Report Claims Apple’s First AR Headset Will Arrive Late Next Year With Mac-Level Processing Power

Report Claims Apple’s First AR Headset Will Arrive Late Next Year With Mac-Level Processing Power

As Apple continues to struggle to keep its new product announcements secret until it’s ready for a big on-stage reveal, a new report has revealed some interesting details about the company’s long-rumoured AR headset, including the fact that it may be a standalone product and not dependent on an iPhone.

Both MacRumors and 9to5Mac are claiming to have seen a recent research report prepared by Apple analyst Ming-Chi Kuo for investors that includes new details about Apple’s headset plans that seem to go against another report from back in September. That report cited anonymous sources who claimed the headset’s processor was ready for trial production but wouldn’t be as powerful as the processors used in existing Apple products like the iPad, iPhone, and even the MacBook. As a result, it was believed the Apple headset would be dependent on the machine learning capabilities of the processor in another device, like a tethered iPhone, for its augmented and mixed reality tricks, and would mostly function like a wireless display.

On the contrary, Ming-Chi Kuo, an Apple analyst with an impressively solid track record of foreseeing what products the company has enroute, has instead predicted the Apple AR headset will arrive closer to the end of 2022 and will be powered by a pair of processors: one to handle “sensor-related computing” and one for everything else that “will have similar computing power as the M1 for Mac.” Why all the added horsepower? Kuo believes it’s because the headset will be simultaneously processing live feeds from more optical sensors than even the iPhone Pro models have to:

Apple’s AR headset requires a separate processor as the computing power of the sensor is significantly higher than that of the iPhone. For example, the AR headset requires at least 6-8 optical modules to simultaneously provide continuous video see-through AR services to users. In comparison, an iPhone requires up to 3 optical modules running simultaneously and does not require continuous computing.
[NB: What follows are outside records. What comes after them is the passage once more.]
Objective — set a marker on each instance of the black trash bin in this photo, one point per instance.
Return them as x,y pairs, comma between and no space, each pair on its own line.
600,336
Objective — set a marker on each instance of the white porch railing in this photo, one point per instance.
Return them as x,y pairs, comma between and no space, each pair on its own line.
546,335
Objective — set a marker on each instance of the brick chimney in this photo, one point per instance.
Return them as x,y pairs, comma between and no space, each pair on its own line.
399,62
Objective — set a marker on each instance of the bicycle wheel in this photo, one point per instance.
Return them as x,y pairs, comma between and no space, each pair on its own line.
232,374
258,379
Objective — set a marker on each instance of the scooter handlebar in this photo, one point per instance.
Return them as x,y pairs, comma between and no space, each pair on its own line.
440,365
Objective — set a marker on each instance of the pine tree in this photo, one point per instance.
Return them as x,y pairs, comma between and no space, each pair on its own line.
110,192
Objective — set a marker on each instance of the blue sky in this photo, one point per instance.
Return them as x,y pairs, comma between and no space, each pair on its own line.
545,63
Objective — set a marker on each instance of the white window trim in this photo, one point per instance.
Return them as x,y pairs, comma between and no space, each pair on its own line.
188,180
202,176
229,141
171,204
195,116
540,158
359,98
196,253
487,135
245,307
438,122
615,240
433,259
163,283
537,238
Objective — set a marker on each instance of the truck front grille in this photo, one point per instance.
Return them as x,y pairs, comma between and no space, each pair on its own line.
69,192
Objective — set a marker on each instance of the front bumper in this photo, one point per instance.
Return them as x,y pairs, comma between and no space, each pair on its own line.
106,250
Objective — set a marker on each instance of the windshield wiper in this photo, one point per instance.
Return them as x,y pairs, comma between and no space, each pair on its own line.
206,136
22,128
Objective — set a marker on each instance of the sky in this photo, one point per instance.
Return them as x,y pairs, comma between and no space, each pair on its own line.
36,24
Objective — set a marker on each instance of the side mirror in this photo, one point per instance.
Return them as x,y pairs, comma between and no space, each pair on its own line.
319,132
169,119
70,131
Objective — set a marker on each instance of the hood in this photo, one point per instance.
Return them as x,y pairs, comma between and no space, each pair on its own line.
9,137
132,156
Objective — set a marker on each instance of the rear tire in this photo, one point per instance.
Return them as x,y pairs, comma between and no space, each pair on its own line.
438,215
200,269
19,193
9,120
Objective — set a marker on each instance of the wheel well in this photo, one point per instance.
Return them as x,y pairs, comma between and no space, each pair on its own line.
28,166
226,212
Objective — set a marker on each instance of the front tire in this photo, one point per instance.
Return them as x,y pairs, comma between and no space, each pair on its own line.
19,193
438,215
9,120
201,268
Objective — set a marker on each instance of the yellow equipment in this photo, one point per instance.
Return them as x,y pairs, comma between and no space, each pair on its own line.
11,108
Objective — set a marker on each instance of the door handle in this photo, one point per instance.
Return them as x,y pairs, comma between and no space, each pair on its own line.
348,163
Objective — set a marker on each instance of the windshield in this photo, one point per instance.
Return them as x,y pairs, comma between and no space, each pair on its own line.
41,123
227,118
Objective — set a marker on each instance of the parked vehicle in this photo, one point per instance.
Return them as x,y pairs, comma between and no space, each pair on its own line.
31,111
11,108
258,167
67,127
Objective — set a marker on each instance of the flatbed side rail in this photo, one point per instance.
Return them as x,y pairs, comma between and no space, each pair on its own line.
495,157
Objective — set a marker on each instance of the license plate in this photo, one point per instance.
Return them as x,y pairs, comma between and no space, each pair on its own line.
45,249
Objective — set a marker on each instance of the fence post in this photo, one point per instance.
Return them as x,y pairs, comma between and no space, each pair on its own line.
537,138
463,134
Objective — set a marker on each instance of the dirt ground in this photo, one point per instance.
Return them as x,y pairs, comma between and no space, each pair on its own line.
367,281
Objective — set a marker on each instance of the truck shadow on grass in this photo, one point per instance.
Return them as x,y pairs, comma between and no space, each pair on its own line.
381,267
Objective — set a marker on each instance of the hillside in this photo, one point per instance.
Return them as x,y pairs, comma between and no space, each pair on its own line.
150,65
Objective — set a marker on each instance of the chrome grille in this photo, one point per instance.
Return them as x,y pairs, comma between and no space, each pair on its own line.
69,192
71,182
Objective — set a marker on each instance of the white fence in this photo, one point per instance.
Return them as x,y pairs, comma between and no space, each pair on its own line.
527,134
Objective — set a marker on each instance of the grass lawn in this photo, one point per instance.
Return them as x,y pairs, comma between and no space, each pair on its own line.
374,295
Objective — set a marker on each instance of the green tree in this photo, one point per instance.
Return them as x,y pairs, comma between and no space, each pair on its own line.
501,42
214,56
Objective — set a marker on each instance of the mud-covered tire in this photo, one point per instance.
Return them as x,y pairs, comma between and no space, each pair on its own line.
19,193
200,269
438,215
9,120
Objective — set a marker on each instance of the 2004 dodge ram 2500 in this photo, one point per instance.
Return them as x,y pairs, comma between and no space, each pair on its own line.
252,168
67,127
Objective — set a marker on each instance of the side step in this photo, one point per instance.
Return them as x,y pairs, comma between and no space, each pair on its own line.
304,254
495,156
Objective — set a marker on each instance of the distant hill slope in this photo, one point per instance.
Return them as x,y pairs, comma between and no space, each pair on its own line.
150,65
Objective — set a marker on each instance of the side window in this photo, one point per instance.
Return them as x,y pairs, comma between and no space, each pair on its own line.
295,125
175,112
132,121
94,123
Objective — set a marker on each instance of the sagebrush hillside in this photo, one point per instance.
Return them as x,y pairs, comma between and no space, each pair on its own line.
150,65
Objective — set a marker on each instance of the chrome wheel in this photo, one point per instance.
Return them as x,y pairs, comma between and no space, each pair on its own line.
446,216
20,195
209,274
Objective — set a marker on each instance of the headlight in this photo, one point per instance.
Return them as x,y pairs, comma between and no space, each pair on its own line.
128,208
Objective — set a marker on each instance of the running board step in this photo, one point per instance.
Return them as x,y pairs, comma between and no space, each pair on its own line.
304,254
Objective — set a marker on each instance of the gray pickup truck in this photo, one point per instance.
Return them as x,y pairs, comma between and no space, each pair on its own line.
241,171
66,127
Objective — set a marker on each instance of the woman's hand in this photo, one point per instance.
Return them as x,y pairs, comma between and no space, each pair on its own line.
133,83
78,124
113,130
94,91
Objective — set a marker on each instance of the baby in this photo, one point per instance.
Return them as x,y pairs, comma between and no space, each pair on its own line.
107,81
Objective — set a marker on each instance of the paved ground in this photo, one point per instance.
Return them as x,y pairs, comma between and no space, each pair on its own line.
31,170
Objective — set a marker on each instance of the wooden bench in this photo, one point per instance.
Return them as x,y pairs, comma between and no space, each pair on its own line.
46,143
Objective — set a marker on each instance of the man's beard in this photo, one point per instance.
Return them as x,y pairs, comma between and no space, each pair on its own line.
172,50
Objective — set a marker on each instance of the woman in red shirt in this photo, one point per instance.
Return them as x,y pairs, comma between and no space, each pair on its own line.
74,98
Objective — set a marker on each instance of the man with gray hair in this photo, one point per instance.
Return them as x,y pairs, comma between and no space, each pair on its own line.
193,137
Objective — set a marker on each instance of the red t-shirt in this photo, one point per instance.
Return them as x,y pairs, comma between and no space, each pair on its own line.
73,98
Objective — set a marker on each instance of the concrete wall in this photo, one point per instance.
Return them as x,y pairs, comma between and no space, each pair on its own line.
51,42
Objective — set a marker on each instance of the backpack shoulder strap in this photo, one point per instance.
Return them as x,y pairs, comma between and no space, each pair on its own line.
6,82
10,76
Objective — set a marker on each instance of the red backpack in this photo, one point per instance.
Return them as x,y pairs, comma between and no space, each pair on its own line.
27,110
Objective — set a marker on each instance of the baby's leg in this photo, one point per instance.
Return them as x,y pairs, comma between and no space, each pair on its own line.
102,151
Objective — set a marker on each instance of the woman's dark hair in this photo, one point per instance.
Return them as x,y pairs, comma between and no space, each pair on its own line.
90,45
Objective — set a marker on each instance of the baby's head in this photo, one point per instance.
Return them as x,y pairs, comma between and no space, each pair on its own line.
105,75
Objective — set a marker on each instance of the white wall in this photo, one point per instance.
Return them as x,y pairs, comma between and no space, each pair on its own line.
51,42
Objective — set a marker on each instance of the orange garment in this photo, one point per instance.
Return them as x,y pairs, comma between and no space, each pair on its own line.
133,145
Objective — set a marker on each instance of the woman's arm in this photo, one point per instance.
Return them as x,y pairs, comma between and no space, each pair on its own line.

The use of an M1-calibre processor will also increase the headset’s potential capabilities helping to set it apart from what the competition’s products can do. But more importantly, as has been evident with other virtual and augmented reality products, consumers don’t really want a headset that’s dependent on other expensive hardware. The Oculus Go and Quest products were huge hits and not just because they were affordable. Neither require a gaming PC or high-end smartphone to work. Unlike the Apple Watch that is essentially a wrist-worn second screen for the iPhone, an AR or ML headset should provide an entirely different experience, and from the sounds of it, that’s what Apple is planning to offer late next year.